This is part 2 of my blog posts to accompany my ADS2023 Poster.
Saying Wooder
As I said in the previous post, people seem to be very aware now that pronouncing “water” as [wʊɾɚ] is a feature of Philadelphia English, but the surge in written recognition from 2000 onwards isn’t an accurate indicator of when people started pronouncing it that way.
The order in which I actually approached this is a little different from how it’s laid out in the poster, but for the sake of blogginess, I’ll describe it in more chronological order. My bias was that this was a very old feature of Philadelphia English, so I started with the oldest records of Philadelphia speech I know of in the Linguistic Linguistic Atlas of the Middle and South Atlantic States (LAMSAS) (Kretzschmar et al. 1993).
Written Records
LAMSAS was a linguistic atlas project carried out between 1933 and 1974. The interviews had a heavy focus on regional and dialect words, and for the earliest interviews, the only records available are fieldworker transcriptions.
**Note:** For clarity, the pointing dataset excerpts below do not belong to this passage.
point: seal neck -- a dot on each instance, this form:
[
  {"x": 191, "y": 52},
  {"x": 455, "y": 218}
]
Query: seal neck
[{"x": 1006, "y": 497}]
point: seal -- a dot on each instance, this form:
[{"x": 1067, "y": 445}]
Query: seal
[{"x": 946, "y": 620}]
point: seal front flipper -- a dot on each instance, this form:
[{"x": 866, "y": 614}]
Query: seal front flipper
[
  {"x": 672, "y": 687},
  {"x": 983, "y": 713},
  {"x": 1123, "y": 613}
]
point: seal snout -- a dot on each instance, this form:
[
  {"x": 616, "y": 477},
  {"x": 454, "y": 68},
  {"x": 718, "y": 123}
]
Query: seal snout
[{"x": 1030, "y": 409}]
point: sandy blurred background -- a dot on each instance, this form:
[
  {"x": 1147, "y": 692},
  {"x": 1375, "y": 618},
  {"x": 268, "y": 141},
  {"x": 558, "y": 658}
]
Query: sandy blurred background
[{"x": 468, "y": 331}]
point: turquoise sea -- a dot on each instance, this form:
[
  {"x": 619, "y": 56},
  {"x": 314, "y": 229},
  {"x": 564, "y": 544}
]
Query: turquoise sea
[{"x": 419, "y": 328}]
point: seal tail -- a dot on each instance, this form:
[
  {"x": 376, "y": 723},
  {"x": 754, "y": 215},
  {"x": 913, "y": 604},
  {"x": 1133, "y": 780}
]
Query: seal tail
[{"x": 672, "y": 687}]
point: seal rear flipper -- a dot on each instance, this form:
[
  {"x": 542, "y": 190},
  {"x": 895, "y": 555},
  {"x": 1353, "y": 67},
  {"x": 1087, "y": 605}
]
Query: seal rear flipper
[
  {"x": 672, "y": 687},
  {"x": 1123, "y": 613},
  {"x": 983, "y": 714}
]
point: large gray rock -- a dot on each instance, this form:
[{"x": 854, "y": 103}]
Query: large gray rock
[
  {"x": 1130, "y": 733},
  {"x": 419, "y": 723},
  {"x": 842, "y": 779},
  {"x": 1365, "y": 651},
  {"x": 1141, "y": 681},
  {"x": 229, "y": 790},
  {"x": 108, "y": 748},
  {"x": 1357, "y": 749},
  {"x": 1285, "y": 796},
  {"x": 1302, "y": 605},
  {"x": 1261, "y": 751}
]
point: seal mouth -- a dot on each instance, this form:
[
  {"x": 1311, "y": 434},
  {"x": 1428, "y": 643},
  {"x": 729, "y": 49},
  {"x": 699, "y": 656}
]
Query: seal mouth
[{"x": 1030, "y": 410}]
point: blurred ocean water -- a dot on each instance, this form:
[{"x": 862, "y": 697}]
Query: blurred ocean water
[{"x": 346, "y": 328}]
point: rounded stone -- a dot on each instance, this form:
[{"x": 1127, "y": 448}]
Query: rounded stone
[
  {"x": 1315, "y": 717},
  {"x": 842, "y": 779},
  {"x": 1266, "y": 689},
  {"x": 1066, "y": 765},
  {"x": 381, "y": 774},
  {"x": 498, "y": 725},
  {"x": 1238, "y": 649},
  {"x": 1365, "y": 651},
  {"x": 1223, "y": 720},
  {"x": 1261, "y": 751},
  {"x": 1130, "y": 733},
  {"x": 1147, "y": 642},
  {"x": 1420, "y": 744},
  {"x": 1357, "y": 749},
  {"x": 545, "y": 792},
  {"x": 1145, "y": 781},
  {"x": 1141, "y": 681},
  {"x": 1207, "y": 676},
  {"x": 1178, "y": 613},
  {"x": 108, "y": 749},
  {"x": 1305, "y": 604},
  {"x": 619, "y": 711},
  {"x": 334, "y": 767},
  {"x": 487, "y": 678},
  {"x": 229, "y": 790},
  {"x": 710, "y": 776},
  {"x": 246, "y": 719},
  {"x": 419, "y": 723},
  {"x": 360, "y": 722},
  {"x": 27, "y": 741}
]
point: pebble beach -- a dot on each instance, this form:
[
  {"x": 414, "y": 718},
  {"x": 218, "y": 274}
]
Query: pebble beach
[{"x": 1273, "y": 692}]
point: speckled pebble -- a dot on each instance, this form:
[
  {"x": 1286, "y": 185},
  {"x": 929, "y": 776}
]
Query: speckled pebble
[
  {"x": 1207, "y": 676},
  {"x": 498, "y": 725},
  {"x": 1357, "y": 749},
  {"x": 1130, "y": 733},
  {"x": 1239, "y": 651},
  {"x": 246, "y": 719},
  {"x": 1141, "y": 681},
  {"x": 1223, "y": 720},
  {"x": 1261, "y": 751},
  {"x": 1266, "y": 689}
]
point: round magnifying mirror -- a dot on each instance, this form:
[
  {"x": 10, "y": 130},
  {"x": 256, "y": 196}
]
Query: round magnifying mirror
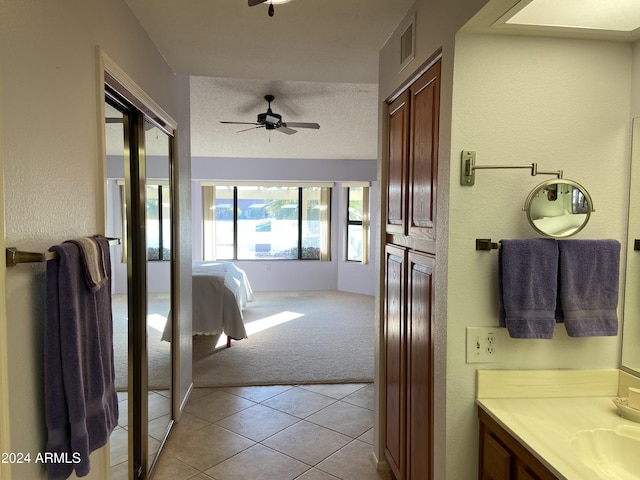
[{"x": 558, "y": 208}]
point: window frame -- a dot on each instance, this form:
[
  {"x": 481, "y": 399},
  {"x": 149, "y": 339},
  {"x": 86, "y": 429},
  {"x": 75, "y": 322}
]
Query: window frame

In 1939, Guy Lowman interviewed 8 people in Philadelphia, and for one target item, transcribed how they pronounced “glass/tumbler of water.”
LAMSAS ID | Gender | Race | Age | Year of Birth |
---|---|---|---|---|
PA1G | man | white | 70 | 1869 |
PA1A | man | white | 68 | 1871 |
PA1C | woman | white | 68 | 1871 |
PA1E | man | white | 68 | 1871 |
PA1D | man | white | 66 | 1873 |
PA1F | man | white | 62 | 1877 |
PA1H | woman | white | 59 | 1880 |
PA1B | man | white | 43 | 1896 |
I’m not going to have much more to say about these LAMSAS speakers, though, because they were all transcribed as saying [wɔɾɚ], which would be the same vowel as in wall or walk, not as in wood. In fact, I’ve done some more combing through the LAMSAS records from counties surrounding Philadelphia in both Pennsylvania and New Jersey, and there are no records of [wʊɾɚ].
Wooderless?
On the one hand, I was really surprised by this, but I don’t know why I should have been. There’s really no reason why [wʊɾɚ] should have been a long-standing feature of the dialect as long as a century ago. Moreover, Tucker (1944) is often cited as the earliest description of the Philadelphia dialect,1 and he includes a few word-by-word descriptions that ring true based on my own Philly upbringing like:
“spigot, pronounced spicket and commonly used for ‘faucet.’”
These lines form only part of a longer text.